CILACAP.INFO – Dua orang terduga pengedar obat terlarang asal Kawunganten dan Majenang berhasil ditangkap Satuan Reserse Narkoba Polresta Cilacap.
Pengungkapan dua kasus peredaran narkotika dan psikotropika di wilayah Kabupaten Cilacap tersebut berhasil diungkap beserta barang bukti berupa tembakau sintetis dan puluhan butir obat psikotropika.
Kasi Humas Polresta Cilacap, Ipda Galih Soecahyo, mengatakan kedua pengungkapan tersebut merupakan hasil tindak lanjut informasi masyarakat yang kemudian dikembangkan melalui penyelidikan oleh Satresnarkoba Polresta Cilacap.
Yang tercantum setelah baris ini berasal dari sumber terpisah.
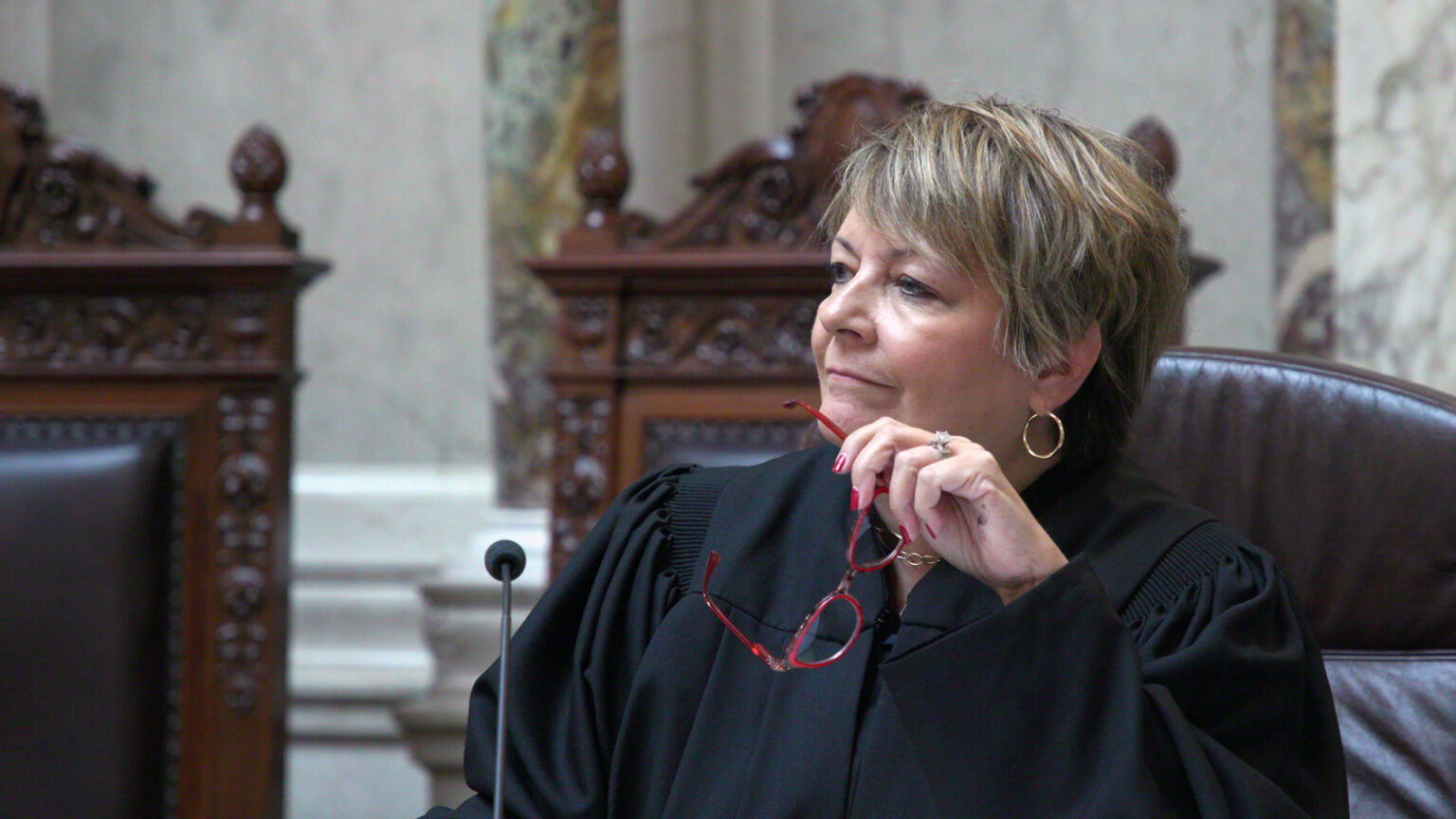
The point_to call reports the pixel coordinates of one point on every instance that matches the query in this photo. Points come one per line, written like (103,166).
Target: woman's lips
(850,377)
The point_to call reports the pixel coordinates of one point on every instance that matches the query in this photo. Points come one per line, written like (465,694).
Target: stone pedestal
(464,636)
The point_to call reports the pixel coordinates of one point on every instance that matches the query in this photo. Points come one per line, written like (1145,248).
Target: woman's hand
(963,506)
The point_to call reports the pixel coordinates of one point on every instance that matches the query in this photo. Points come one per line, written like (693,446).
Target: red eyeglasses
(834,623)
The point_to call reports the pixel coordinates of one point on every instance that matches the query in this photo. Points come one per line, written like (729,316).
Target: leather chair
(83,599)
(1349,479)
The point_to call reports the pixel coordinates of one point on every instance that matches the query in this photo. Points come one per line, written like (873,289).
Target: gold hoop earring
(1062,436)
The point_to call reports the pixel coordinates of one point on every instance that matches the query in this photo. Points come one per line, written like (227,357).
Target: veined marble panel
(1395,208)
(1305,175)
(554,75)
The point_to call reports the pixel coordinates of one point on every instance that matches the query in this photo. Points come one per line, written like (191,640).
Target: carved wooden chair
(678,341)
(146,391)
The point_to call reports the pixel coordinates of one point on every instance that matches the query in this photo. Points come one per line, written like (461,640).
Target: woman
(1054,634)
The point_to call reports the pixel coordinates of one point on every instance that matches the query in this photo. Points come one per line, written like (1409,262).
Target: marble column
(1395,206)
(554,75)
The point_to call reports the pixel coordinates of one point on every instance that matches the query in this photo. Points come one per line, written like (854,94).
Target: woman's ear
(1056,385)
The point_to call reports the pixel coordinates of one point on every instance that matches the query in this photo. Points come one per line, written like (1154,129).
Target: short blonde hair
(1062,220)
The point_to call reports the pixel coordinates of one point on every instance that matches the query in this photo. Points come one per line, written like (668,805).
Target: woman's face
(907,337)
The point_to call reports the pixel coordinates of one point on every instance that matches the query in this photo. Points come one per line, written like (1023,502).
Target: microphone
(505,557)
(504,560)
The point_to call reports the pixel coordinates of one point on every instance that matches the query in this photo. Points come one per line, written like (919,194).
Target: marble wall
(1395,208)
(554,75)
(1303,187)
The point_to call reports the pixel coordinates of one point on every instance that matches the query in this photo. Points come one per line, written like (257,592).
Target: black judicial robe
(1205,697)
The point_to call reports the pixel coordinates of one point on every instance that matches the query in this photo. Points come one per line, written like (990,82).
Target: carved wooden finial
(260,170)
(1157,141)
(603,175)
(771,192)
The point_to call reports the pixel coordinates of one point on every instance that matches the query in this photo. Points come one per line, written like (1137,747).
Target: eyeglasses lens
(828,632)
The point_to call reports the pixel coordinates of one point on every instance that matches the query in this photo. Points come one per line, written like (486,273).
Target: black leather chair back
(83,591)
(1349,479)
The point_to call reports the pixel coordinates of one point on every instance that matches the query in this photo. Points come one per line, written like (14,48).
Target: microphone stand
(504,560)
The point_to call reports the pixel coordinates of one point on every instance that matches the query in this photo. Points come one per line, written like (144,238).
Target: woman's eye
(913,287)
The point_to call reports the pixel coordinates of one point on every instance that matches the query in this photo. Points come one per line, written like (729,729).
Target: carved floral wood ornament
(111,312)
(693,330)
(62,194)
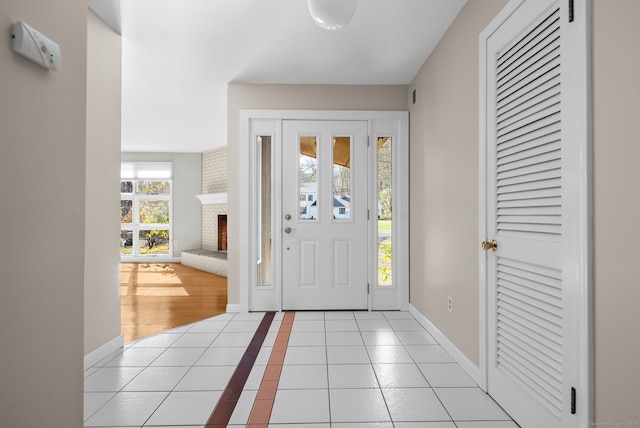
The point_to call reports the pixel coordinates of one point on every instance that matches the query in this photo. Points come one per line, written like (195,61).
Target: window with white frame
(145,209)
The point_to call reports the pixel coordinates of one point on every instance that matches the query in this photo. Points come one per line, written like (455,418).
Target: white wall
(616,68)
(102,227)
(187,173)
(214,180)
(301,97)
(443,179)
(42,188)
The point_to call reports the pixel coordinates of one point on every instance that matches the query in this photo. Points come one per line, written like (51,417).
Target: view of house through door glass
(385,210)
(145,209)
(324,205)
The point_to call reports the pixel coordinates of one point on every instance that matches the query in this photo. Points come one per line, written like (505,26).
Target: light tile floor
(341,369)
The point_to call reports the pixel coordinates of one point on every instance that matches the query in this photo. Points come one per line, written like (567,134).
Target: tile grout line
(263,404)
(229,399)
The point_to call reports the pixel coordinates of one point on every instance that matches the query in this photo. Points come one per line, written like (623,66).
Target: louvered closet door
(527,338)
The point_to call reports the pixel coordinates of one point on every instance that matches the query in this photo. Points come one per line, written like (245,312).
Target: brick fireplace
(222,232)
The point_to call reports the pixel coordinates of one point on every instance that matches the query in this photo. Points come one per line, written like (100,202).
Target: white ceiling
(179,55)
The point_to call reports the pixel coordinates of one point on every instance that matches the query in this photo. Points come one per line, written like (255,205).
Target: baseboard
(233,308)
(448,346)
(103,351)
“Polresta Cilacap berkomitmen untuk terus memberantas peredaran narkotika maupun psikotropika. Keberhasilan pengungkapan ini tidak lepas dari peran aktif masyarakat yang memberikan informasi kepada kepolisian,” kata Galih dalam keterangannya, Selasa, 30 Juni 2026 melalui pesan tertulis kepada wartawan.
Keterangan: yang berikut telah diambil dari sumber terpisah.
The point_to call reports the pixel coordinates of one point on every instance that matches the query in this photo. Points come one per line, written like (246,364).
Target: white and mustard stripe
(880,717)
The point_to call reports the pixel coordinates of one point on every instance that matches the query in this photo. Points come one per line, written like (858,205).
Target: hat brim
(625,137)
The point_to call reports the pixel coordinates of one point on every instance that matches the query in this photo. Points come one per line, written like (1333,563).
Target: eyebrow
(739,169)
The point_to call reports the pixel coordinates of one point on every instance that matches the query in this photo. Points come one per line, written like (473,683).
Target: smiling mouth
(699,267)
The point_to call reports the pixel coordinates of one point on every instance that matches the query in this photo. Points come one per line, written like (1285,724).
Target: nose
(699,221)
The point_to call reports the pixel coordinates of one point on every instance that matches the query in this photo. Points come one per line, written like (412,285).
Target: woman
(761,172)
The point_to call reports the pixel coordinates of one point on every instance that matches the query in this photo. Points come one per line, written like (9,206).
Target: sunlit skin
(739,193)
Kasus pertama diungkap di wilayah Kecamatan Majenang pada Kamis (25/06) sekitar pukul 19.00 WIB. Petugas mengamankan seorang pria berinisial RI (22), warga Kecamatan Majenang, yang diduga mengedarkan narkotika jenis tembakau sintetis.
Dari tangan pelaku, polisi menyita 13 paket tembakau sintetis dengan berat bruto mencapai 25,25 gram.
Selain itu, petugas juga mengamankan timbangan digital, plastik klip, isolasi, uang tunai Rp150 ribu, telepon genggam, serta sejumlah barang lain yang diduga digunakan untuk kegiatan peredaran narkotika.
“Berdasarkan hasil pemeriksaan, pelaku mengaku membeli tembakau sintetis tersebut melalui akun media sosial Instagram dengan harga Rp1,1 juta untuk kemudian diedarkan kembali di wilayah Majenang. Pelaku menjual satu paket dengan berat sekitar satu gram seharga Rp100 ribu,” ujar Galih.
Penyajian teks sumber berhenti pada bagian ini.